In this work, we form a hypothesis about the expected response time with the Monte Carlo method on the model. Then, we check with SPRT if this hypothesis holds on the SUT. This is faster than running Monte Carlo directly on the SUT.

2.2 Property-Based Testing (PBT)

PBT is a random-testing technique that aims to check the correctness of properties. A property is a high-level specification of the expected behaviour of a function-under-test that should always hold. For example, the length of a concatenated list is always equal to the sum of lengths of its sub-lists:

$$ \begin{array}{lcl} \forall \; l_1, l_2 \in Lists[T]: length(concatenate(l_1,l_2)) = length(l_1) + length(l_2) \end{array} $$

With PBT, we automatically generate inputs for such a property by applying data generators, e.g., the random list generator. The inputs are fed to the function-under-test and the property is evaluated. If it holds, then this indicates that the function works as expected, otherwise a counterexample is produced.

PBT also supports MBT. Models encoded as extended finite state machines (EFSMs) [22] can serve as source for state-machine properties. An EFSM is a 6-tuple \((S, s_0, V, I, O, T)\). S is a finite set of states, \(s_0 \in S\) is the initial state, V is a finite set of variables, I is a finite set of inputs, O is a finite set of outputs, T is a finite set of transitions. A transition \(t \in T\) can be described as a 5-tuple \((s_s, i, g, op, s_t)\), \(s_s\) is the source state, i is an input, g is a guard, op is a sequence of output and assignment operations, \(s_t\) is the target state [22]. In order to derive a state-machine property from an EFSM, we have to write a specification comprising the initial state, commands and a generator for the next transition given the current state of the model. Commands encapsulate (1) preconditions that define the permitted transition sequences, (2) postconditions that specify the expected behaviour and (3) execution semantics of transitions for the model and the SUT. A state-machine property states that for all permitted transition sequences, the postcondition must hold after the execution of each transition, respectively command [19, 29]. Formally we define such a property as follows:

We have two functions to execute a command on the model and on the SUT: cmd.runModel and cmd.runActual. The precondition cmd.pre defines the valid inputs for a command. The postcondition cmd.post compares the outputs and states of the model and the SUT after the execution of a command.

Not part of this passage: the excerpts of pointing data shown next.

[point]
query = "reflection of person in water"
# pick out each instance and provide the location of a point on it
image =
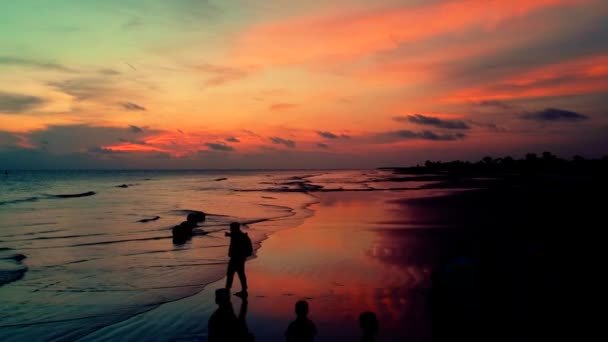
(224, 325)
(302, 329)
(369, 324)
(240, 248)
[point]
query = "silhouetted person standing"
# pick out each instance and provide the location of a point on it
(369, 324)
(240, 248)
(302, 329)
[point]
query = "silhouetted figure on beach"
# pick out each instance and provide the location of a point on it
(224, 325)
(302, 329)
(240, 248)
(369, 324)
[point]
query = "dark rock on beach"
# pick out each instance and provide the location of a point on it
(149, 219)
(84, 194)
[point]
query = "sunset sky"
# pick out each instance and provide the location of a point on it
(299, 84)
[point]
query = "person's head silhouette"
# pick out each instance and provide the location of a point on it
(222, 297)
(302, 308)
(368, 323)
(235, 227)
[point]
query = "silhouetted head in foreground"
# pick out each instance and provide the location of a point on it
(302, 329)
(302, 308)
(369, 324)
(235, 227)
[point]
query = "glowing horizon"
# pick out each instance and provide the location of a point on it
(228, 84)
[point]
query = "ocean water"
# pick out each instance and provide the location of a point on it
(73, 265)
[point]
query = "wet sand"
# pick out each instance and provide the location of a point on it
(345, 259)
(432, 264)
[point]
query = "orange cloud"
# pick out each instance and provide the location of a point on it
(339, 36)
(580, 76)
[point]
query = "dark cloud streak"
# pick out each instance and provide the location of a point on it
(281, 141)
(554, 115)
(420, 119)
(18, 103)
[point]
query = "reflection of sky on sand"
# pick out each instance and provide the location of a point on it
(346, 262)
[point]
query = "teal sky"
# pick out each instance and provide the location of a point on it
(242, 84)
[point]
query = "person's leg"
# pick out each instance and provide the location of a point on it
(230, 274)
(241, 272)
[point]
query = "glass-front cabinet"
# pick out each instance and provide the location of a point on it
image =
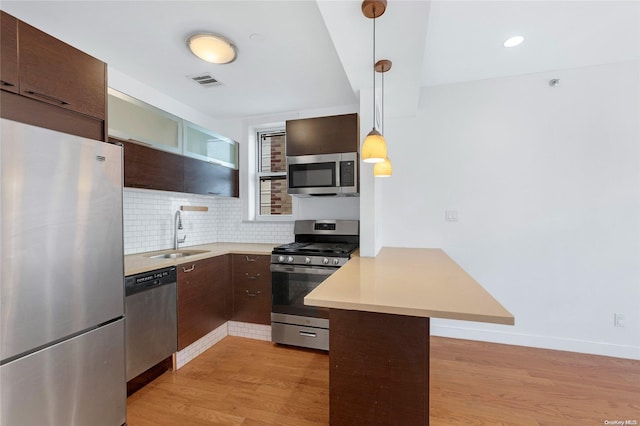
(137, 121)
(206, 145)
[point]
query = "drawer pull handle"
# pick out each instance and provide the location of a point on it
(50, 98)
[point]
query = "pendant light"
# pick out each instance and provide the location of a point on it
(374, 148)
(383, 169)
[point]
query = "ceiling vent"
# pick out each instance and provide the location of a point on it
(205, 80)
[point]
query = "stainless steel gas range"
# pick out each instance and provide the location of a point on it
(319, 249)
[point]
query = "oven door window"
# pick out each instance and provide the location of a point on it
(315, 175)
(289, 289)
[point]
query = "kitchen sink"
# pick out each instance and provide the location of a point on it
(174, 254)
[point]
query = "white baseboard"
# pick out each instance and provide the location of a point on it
(249, 330)
(546, 342)
(229, 328)
(200, 345)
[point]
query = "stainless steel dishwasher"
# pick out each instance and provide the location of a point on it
(151, 321)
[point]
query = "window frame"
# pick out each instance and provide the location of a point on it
(259, 176)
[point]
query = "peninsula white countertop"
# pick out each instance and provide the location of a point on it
(409, 281)
(141, 262)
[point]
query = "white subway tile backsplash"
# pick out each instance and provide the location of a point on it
(149, 217)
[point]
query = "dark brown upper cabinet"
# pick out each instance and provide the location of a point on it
(202, 177)
(149, 168)
(48, 83)
(52, 71)
(323, 135)
(9, 53)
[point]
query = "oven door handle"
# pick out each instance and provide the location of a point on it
(302, 269)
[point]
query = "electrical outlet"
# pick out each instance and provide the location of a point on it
(618, 320)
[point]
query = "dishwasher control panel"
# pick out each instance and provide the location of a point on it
(147, 280)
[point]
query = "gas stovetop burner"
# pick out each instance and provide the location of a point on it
(335, 249)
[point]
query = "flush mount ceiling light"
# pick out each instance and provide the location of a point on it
(513, 41)
(374, 148)
(212, 48)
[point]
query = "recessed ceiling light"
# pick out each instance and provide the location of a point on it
(513, 41)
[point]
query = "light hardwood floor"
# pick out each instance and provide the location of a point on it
(248, 382)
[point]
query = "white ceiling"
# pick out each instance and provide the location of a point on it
(309, 54)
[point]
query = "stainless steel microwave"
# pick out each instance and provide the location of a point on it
(325, 174)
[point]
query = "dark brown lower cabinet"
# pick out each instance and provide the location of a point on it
(379, 369)
(202, 298)
(251, 288)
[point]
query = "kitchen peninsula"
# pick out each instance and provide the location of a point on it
(379, 310)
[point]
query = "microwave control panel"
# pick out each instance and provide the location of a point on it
(347, 173)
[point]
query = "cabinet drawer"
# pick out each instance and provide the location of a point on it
(251, 263)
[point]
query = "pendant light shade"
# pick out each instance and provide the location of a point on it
(383, 169)
(374, 148)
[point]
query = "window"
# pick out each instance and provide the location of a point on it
(272, 174)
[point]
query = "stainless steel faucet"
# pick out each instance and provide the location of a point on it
(177, 224)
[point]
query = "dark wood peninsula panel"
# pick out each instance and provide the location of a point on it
(51, 84)
(323, 135)
(251, 288)
(202, 298)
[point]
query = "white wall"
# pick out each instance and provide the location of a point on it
(546, 181)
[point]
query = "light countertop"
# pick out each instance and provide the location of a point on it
(140, 262)
(406, 281)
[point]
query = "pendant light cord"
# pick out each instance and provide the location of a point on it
(382, 101)
(374, 67)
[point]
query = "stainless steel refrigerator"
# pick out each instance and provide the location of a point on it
(62, 289)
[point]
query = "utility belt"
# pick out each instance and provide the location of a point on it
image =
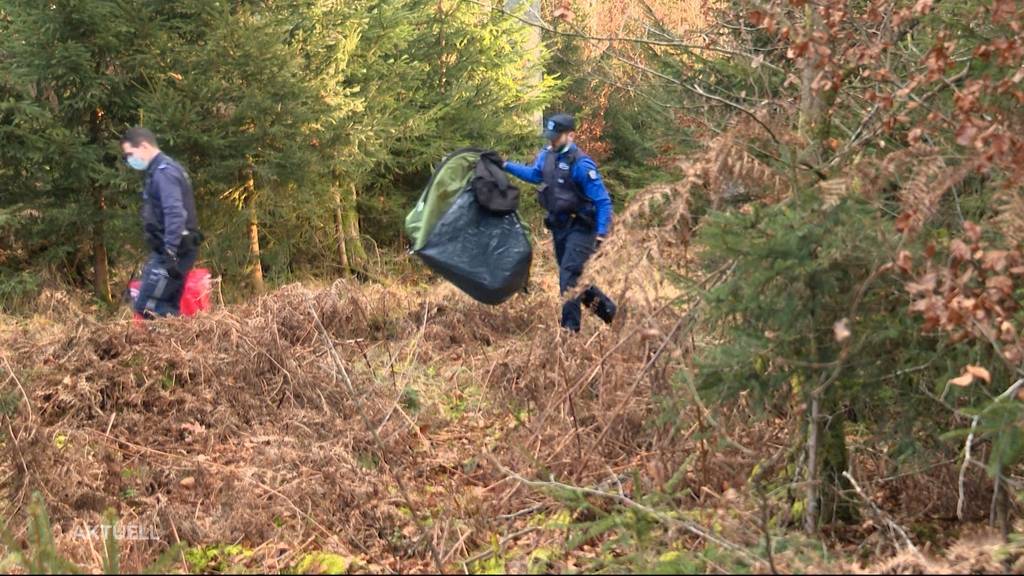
(190, 241)
(564, 220)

PBT is a powerful testing technique that allows a flexible definition of generators and properties via inheritance or composition. The first implementation of PBT was QuickCheck for Haskell [12]. Numerous reimplementations followed for other programming languages, like HypothesisFootnote 1 for Python or ScalaCheck [27]. We demonstrate our approach with FsCheck [1]. FsCheck is a .NET port of QuickCheck with influences of ScalaCheck. It supports a property definition in both, a functional programming style with F# and an object-oriented style with C#. We work with C# as it is the programming language of our SUT.

2.3 Stochastic Timed Automata

Timed automata (TA) were originally introduced by Alur and Dill [4]. Several extensions of TA have been proposed, including stochastically enhanced TA [8] and continuous probabilistic TA [23]. We follow the definition of Stochastic Timed Automata (STA) by Ballarini et al. [6]: An STA can be expressed as a tuple \((L, l_0, A, C, I, E, F, W)\), where the first part is a normal TA \((L, l_0, A, C, I, E)\) and additionally it contains probability density functions (PDFs) \( F=(f_l)_{l\in L} \) for the sojourn time and natural weights \(W=(w_e)_{e\in E}\) for the transitions. L is a finite set of locations, \(l_0 \in L\) is the initial location, A is a finite set of actions, C is a finite set of clocks with real-valued valuations \(u(c) \in \mathbb {R}_{>0}\), \(I: L \mapsto \mathcal {B}(C)\) is a finite set of invariants for the locations and \(E \subseteq L\times A \times \mathcal {B}(C) \times 2^C \times L \) is a finite set of transitions between locations, with an action, a guard and a set of clock resets. The transition relation can be described as follows. For a location l and a clock valuation u the PDF \(f_l\) is used to choose the sojourn time d, which changes the state to \((l,u+d)\), where \(u+d\) means that the clock valuation is changed \((u+d)(c)=u(c)+ d\) for all \(c \in C\). After this change, an edge e is selected out of the set of enabled edges \(E(l,u+d)\) with the probability \(w_e/\sum _{h \in E(l,u+d)} w_{h}\). Then, a transition to the target location \(l'\) of e and \(u'=u+d\) is performed. For our models the underlying stochastic process is a semi-Markov process as the clocks are reset at every transition, but we do not assume exponential waiting times and therefore the process is not a standard continuous-time Markov chain.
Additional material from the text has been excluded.